Our Lord entered into the temple, and there looked again upon the sights which he had observed the day before with such sad and stern eyes. For the temple stood, as you remember, in a great yard which was paved with stone and had a stone wall about it. This yard was called the Court of the Gentiles, because the Gentiles were free to go into it if they chose, though they were not allowed to pass the gate of the temple itself. It had been intended that this court should be a holy place for strangers. It was hoped that men who were not Jews might enter and remember God and pray to him.
But nobody was praying there that day. The Feast of the Passover, with its multitudes of worshiping pilgrims, had of course increased the number of the sacrifices. Everybody who came to the holy city would wish to offer a sacrifice on the altar in the temple. And in order to accommodate these pilgrims, so that they might get the oxen, the sheep, and the doves which they must bring to the priests, a market was opened in the Gentile court. Indeed, it was much more like a county fair than like a church. There were stalls for sheep and oxen, and cages for doves, and men were buying and selling. There were tables at which money-changers sat to trade small coins for large ones, and to exchange foreign money for Jewish. And those who bought and those who sold were making a great noise, filling the air with shouts and cries. Thus prayer was made impossible.
This our Lord had observed the day before. Now, when he came back, he had a whip in his hand,—a scourge of small cords. And presently there was a great commotion in the place. They who were coming in at the gates met sheep and oxen rushing out, and behind the sheep and oxen was our Lord. He overturned the tables of the money-changers, and the seats of those who sold doves, crying, "Take these things hence." "Is it not written," he said, " 'My house shall be called a house of prayer for all nations?' but ye have made it a den of thieves." He would not even allow men to carry bundles across the yard. He stopped whatever interfered with prayer. There he stood, in the name of God, rebuking the traders and the priests. Thus for the second time our Lord presented himself as the leader of the people. This time, many were impressed, and a company of choir boys, coming out of the temple, began to sing verses of psalms which had been sung the day before on the way from Bethany,—"Hosanna to the Son of David."
On Tuesday, coming again to Jerusalem, our Lord and the Twelve passed the barren fig-tree, and behold, it was withered away. When he was come into the temple, the chief priests and the elders of the people came to him and said, "By what authority doest thou these things? and who gave thee this authority?" But they dared not lay hands upon him, for now many of the people were on his side, taking him for a prophet. So all that day he taught in the temple, and the Pharisees and the Sadducees disputed with him, asking him hard questions, trying to entangle him in his talk, hoping that he might say something which they could use against him. But he put them all to silence.

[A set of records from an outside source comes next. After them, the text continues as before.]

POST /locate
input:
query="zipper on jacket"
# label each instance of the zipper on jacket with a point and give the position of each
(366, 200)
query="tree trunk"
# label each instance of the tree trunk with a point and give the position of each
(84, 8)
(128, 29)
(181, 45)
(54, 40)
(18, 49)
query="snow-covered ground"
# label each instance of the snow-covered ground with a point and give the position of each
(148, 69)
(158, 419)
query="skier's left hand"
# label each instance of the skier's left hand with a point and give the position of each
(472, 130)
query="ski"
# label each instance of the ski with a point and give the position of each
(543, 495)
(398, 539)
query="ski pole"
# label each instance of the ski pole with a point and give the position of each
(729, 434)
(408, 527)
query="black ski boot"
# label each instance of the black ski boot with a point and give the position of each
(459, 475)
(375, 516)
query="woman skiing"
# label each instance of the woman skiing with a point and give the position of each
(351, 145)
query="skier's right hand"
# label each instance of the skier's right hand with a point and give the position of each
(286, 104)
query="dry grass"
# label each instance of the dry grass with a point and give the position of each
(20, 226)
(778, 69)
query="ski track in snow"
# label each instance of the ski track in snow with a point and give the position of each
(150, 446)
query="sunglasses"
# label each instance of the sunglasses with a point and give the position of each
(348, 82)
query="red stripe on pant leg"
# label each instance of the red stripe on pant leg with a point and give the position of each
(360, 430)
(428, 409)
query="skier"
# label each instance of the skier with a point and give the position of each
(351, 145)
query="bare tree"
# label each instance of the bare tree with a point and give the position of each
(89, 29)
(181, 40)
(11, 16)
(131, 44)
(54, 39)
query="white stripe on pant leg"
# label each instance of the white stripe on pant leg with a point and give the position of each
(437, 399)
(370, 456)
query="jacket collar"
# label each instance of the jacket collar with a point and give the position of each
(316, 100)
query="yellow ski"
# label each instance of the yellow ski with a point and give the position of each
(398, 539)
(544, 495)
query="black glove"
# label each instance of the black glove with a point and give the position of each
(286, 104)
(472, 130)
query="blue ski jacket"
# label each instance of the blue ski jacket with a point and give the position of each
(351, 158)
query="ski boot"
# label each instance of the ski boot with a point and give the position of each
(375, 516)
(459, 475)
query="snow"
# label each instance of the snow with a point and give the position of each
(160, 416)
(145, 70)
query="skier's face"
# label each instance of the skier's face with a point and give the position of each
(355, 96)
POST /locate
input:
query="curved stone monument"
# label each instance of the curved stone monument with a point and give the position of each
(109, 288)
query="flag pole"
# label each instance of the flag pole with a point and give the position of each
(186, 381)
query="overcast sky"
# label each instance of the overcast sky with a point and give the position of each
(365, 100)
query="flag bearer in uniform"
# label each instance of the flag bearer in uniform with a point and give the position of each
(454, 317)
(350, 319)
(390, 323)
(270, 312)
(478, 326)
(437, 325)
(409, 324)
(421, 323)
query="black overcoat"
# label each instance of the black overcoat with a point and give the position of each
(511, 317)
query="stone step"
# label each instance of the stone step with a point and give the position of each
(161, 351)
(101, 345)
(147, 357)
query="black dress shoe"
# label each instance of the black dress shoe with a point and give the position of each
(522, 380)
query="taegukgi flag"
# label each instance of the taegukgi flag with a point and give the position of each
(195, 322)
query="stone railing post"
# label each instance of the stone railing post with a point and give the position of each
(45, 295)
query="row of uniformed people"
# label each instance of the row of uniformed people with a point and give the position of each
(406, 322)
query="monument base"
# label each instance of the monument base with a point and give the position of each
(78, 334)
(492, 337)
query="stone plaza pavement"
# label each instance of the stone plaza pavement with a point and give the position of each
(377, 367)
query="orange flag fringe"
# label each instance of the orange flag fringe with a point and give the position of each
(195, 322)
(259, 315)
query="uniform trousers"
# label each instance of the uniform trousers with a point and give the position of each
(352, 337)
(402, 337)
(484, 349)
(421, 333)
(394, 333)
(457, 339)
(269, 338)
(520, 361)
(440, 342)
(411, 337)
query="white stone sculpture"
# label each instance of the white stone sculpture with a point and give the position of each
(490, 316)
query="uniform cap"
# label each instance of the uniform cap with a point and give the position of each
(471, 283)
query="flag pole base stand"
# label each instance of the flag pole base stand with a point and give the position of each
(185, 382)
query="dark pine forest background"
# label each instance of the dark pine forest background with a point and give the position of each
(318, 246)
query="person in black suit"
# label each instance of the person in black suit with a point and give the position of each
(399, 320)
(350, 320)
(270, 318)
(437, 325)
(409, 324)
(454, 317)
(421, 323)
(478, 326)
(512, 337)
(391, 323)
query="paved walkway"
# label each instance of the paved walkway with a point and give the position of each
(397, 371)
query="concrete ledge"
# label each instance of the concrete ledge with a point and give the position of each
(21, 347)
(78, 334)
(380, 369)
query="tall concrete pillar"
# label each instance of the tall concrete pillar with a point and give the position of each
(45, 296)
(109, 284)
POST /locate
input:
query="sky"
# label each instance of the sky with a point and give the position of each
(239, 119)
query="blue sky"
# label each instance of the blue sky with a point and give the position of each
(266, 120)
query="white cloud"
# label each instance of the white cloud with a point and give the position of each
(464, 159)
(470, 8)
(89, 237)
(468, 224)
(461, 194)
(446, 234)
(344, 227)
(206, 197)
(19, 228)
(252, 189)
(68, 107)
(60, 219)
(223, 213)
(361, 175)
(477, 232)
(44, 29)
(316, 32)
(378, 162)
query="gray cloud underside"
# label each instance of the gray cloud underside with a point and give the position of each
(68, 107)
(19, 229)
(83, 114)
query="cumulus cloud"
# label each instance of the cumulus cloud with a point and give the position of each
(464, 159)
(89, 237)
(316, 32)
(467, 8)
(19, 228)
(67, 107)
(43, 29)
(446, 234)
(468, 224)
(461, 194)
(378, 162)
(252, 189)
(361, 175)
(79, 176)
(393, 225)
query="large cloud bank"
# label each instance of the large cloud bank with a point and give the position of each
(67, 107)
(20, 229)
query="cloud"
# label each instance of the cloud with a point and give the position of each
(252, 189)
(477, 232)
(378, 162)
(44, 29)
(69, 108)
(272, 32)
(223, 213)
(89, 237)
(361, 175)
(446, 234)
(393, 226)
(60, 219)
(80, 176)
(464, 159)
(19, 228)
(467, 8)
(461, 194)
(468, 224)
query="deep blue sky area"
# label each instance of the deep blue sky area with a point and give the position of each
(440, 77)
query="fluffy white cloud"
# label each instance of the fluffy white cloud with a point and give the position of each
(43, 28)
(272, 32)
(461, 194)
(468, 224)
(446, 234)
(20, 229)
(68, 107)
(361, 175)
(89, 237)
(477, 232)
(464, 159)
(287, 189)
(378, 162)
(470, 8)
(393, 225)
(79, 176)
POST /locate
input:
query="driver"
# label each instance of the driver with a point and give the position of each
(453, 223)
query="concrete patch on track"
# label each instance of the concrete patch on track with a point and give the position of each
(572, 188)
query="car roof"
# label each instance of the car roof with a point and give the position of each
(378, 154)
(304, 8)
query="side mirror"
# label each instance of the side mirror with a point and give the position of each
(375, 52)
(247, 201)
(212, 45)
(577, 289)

As the sun was setting he went away with his disciples, knowing that it would not be safe to stay in the city after dark. And they sat down outside the walls, on the rocks of the Mount of Olives. The sun as it went down shone upon the city and the temple, so that the disciples were amazed at the strength and beauty of the place. "Master," they cried, "see what manner of stones and what buildings are here!" But he answered, "Seest thou these great buildings? there shall not be left one stone upon another that shall not be thrown down." And he told them how the splendid city should be destroyed, and how at a time which no man knew, not even he himself, even the wide world should come to an end, and how he would return to be the judge of all men.
On one of these three days, as he went away, he took his leave of Jerusalem, as he had before taken his leave of Chorazin and Bethsaida and Capernaum, saying, "O Jerusalem, Jerusalem, thou that killest the prophets, and stonest them which are sent unto thee, how often would I have gathered thy children together, even as a hen gathereth her chickens under her wings, and ye would not!"
On Wednesday, the fear and anger of the chief priests and the scribes and the elders of the people came to such a pass that they held a meeting in the palace of the high priest, Caiaphas, and consulted that they might take Jesus and kill him. But they decided that they must wait till the feast was over, and the pilgrims were gone home. They did not dare to take him publicly, on account of the people. As they were still debating, however, there was a knock at the door, and somebody came back with strange news. "There is a man here who says that he is one of the disciples of the prophet. Shall we let him in?" "Yes," they said, "admit him." And in came one of the Twelve, the dishonest treasurer, Judas Iscariot. And Judas said, "What will ye give me, and I will deliver him unto you? I will lead you to a place where you may seize him quietly, and take him. What will you pay me?" And they promised to give him thirty pieces of silver. So he went out of the meeting of the clergy, leaving them very glad, and shut the priest's door behind him, and walked again beside our Lord.